Bolt is pictured at the GQ Men of the Year party in Los Angeles, California last month
Carter (left) testified by video conference at an IOC disciplinary hearing in October
AUGUST 22, 2008: Usain Bolt helps Jamaica's 4x100m relay team to gold, setting a world record time of 37.10 seconds.
Jamaica's team also consists of Michael Frater, Asafa Powell and Nesta Carter. Bolt runs the third leg and wins his third gold medal of the 2008 games, adding to 100m and 200m glory.
AUGUST 11, 2012: Jamaica defend their 4x100m gold, smashing the world record with a time of 36.84 seconds.
The team consists of Carter, Frater, Yohan Blake and Bolt. For Bolt, it means he has successfully defended all three of his gold medals in Beijing.
MAY 2016: The International Olympic Committee retest 454 frozen blood and urine samples from Beijing 2008.
JUNE 2016: It is announced Carter's A sample from Beijing has produced an Adverse Analytical Finding (AAF) with banned stimulant Methylhexanamine.
AUGUST 19, 2016: Bolt and Jamaica record victory in the 4x100m for the third time in a row.
This time, the Jamaica team consists of Powell, Blake, Nickel Ashmeade and Bolt.
Bolt, at his last Olympics, also defended his 100m and 200m titles, making him a 'triple-triple' Olympic gold medallist.
JANUARY 25, 2017: The IOC announce Jamaica have been disqualified from the 2008 4x100m final due to Carter's positive test for the prohibited substance methylhexanamine.
Frater, Powell, Carter and Bolt all lose their gold medals from that race.
At London 2012, Carter was in the 4x100m team again anchored by Bolt which won gold in a world-record time of 36.84sec, although that medal is not thought to be under threat.
Although Bolt has stated that he will willingly hand his medal back, there remains the possibility the other men in the Jamaican 4x100m team from 2008 — Powell and Michael Frater — could appeal to the Court of Arbitration for Sport and they have 21 days in which to do this.

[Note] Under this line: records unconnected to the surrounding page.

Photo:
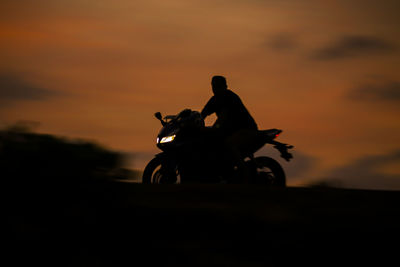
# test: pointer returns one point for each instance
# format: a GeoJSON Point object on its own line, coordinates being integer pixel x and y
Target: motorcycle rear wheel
{"type": "Point", "coordinates": [153, 174]}
{"type": "Point", "coordinates": [269, 171]}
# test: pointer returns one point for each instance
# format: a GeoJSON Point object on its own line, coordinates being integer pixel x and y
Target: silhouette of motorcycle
{"type": "Point", "coordinates": [192, 154]}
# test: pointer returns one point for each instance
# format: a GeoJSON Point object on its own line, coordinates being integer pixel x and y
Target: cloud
{"type": "Point", "coordinates": [367, 173]}
{"type": "Point", "coordinates": [14, 88]}
{"type": "Point", "coordinates": [350, 46]}
{"type": "Point", "coordinates": [282, 42]}
{"type": "Point", "coordinates": [388, 91]}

When American Marion Jones was stripped of her two relay medals from the Sydney Games for doping offences, her teammates kept theirs after a protracted legal battle.
However, all members of the victorious American 4x400m relay squad at the 2000 Sydney Olympics were subsequently stripped of their medals after Antonio Pettigrew admitted a doping offence.
This disappointment could provide an added layer of motivation for Bolt as he begins his final season in the sport, which will culminate at the World Championships in London this summer.
THE IOC'S DECISION
I. The Athlete, Nesta CARTER:
i. is found to have committed an anti-doping rule violation pursuant to the IOC Anti-Doping Rules applicable to the Games of the XXIX Olympiad in Beijing in 2008,
ii. is disqualified from the men's 4x100m relay event in which he participated upon the occasion of the Olympic Games Beijing 2008,
iii. has the medal, the medallist pin and the diploma obtained in the men's 4x100m relay event withdrawn and is ordered to return same.
II. The Jamaican team is disqualified from the men's 4x100m relay event. The corresponding medals, medallist pins and diplomas are withdrawn and shall be returned.
III. The IAAF is requested to modify the results of the above-mentioned event accordingly and to consider any further action within its own olympic gold medal 2008 competence.
IV. The Jamaica Olympic Association shall ensure full implementation of this decision.
V. The Jamaica Olympic Association shall notably secure the return to the IOC, as soon as possible, of the medals, the medallist pins and the diplomas awarded in connection with the men's 4x100m relay event to the Athlete and his teammates.
VI. This decision enters into force immediately.